La resa dei conti tra le due anime del partito, atteso sulla riforma del mercato del lavoro, non ci sarà. E dai veltroniani non arriverà la richiesta di un congresso entro la fine del 2012 per eleggere un nuovo segretario. Bersani può restare al suo posto. A condizione, però, che il candidato premier sia qualcun altro.

Chi? Un acceso tifoso dell'esperimento Monti, come Veltroni, un feroce critico della foto di Vasto Bersani-Vendola-Di Pietro, un sostenitore da sempre dell'alleanza tra i riformisti e i moderati alla Casini. Insomma, per il 2013 in casa Pd si prepara la candidatura a premier di Enrico Letta. Piace a Veltroni e a D'Alema, è amico di Bersani, è stimato da Casini, è l'interlocutore privilegiato di Mario Monti e di Giorgio Napolitano.

E nelle ultime settimane è attivissimo: nell'elegante sede della sua associazione 360 in via del Tritone si sono fatti vedere Fedele Confalonieri e Valentino Parlato, in una serata di solidarietà con il "manifesto", gli storici di opposte provenienze culturali Miguel Gotor e Alessandro Campi, il vecchio Alfredo Reichlin.
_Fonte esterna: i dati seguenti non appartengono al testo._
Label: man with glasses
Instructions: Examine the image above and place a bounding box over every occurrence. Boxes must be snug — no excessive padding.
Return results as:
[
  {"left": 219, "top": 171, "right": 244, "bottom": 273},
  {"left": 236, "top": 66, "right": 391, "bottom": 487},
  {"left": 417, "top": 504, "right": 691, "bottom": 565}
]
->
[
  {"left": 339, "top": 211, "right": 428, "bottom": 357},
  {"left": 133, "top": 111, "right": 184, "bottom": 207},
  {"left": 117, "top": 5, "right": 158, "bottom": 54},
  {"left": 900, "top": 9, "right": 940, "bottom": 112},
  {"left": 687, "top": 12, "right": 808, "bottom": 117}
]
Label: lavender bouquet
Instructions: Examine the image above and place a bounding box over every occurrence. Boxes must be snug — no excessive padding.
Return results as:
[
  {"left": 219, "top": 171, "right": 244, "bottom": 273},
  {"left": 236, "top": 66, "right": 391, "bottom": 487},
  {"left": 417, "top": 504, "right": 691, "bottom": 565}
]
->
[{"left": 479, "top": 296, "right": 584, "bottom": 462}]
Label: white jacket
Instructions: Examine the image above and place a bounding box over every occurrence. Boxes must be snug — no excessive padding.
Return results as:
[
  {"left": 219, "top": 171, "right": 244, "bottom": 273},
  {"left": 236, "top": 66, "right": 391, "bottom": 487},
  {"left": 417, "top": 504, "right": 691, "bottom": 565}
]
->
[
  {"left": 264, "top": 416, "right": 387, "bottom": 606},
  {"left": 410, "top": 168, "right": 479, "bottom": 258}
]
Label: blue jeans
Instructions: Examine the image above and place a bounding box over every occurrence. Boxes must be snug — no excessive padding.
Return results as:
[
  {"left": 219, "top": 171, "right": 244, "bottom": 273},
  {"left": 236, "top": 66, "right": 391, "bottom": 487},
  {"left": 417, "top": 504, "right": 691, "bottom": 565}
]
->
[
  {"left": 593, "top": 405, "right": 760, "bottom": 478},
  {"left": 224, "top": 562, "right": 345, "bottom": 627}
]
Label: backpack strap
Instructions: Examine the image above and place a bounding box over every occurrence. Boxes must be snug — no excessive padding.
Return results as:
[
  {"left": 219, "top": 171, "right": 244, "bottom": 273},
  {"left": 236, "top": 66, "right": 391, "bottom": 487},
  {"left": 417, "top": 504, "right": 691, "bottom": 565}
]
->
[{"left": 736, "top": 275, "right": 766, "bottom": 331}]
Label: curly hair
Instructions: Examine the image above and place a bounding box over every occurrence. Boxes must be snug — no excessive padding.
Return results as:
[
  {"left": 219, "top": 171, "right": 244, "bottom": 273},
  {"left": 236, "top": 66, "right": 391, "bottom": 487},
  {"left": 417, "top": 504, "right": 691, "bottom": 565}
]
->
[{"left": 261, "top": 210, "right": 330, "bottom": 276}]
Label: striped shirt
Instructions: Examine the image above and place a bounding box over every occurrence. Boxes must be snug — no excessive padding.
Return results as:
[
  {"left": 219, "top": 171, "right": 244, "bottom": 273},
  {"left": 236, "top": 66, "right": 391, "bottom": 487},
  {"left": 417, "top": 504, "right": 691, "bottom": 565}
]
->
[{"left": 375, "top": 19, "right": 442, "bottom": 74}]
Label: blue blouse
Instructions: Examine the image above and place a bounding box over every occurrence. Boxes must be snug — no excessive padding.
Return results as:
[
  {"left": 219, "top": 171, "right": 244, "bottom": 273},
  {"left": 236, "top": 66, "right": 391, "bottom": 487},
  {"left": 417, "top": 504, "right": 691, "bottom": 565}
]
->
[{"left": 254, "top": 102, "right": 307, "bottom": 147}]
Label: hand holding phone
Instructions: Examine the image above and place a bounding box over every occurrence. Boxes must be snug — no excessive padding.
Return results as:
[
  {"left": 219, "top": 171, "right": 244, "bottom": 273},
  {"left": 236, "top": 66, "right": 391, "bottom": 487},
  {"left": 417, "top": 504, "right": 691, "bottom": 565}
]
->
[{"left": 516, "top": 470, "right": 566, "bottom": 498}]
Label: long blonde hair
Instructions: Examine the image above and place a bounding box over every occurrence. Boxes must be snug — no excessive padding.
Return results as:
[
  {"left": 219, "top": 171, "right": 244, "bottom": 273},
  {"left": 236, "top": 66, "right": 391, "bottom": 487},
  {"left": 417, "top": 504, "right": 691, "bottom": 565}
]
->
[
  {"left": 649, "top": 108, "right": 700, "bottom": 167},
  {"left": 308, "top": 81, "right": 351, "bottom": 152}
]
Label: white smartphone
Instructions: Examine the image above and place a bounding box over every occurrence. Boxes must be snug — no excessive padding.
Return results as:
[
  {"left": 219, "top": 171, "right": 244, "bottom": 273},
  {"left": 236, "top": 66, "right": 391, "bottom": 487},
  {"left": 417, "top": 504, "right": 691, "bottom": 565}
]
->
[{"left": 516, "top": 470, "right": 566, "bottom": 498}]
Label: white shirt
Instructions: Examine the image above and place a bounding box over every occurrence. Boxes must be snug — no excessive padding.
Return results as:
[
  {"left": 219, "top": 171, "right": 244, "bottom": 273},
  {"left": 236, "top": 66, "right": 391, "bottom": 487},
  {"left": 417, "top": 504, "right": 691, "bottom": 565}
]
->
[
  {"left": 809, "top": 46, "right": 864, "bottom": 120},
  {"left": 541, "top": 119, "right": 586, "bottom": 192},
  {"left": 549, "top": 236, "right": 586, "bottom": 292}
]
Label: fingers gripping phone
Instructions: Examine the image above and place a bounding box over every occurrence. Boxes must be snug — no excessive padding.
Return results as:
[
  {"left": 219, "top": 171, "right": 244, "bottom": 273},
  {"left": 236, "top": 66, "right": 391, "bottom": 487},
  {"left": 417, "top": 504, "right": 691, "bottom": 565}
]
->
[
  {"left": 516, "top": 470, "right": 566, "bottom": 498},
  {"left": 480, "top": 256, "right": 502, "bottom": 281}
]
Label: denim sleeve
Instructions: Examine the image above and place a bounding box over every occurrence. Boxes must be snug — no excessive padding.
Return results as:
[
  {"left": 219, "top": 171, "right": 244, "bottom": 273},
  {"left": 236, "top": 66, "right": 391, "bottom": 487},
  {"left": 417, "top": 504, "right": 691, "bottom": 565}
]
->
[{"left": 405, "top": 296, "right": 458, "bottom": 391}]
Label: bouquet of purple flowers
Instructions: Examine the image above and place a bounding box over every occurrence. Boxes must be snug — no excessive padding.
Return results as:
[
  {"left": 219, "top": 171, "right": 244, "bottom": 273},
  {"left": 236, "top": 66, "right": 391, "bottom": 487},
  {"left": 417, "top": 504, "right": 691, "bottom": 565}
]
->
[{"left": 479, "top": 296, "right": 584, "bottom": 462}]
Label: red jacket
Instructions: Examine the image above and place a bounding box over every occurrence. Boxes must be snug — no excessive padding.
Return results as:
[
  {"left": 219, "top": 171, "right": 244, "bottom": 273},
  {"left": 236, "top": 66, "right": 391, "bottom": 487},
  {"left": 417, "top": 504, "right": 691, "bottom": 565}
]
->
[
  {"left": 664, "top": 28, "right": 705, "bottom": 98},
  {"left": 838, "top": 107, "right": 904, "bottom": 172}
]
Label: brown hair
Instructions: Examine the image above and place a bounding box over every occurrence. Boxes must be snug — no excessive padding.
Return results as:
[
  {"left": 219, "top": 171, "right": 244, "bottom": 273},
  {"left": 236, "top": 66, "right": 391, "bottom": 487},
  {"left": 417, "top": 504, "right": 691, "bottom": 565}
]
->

E dopo le primarie di Palermo Letta è stato il primo a dichiarare sepolta l'alleanza a sinistra, scatenando le ire del bersaniano Fassina: "Un'uscita strumentale. Se si votasse oggi per la leadership nel Pd Bersani avrebbe più voti del 2009, anche senza l'appoggio di alcuni sostenitori di tre anni fa". Anche senza Enrico, dunque. Ma si sa, quando poi si va alla conta i numeri veri sono un'altra cosa. A Palermo e a Roma.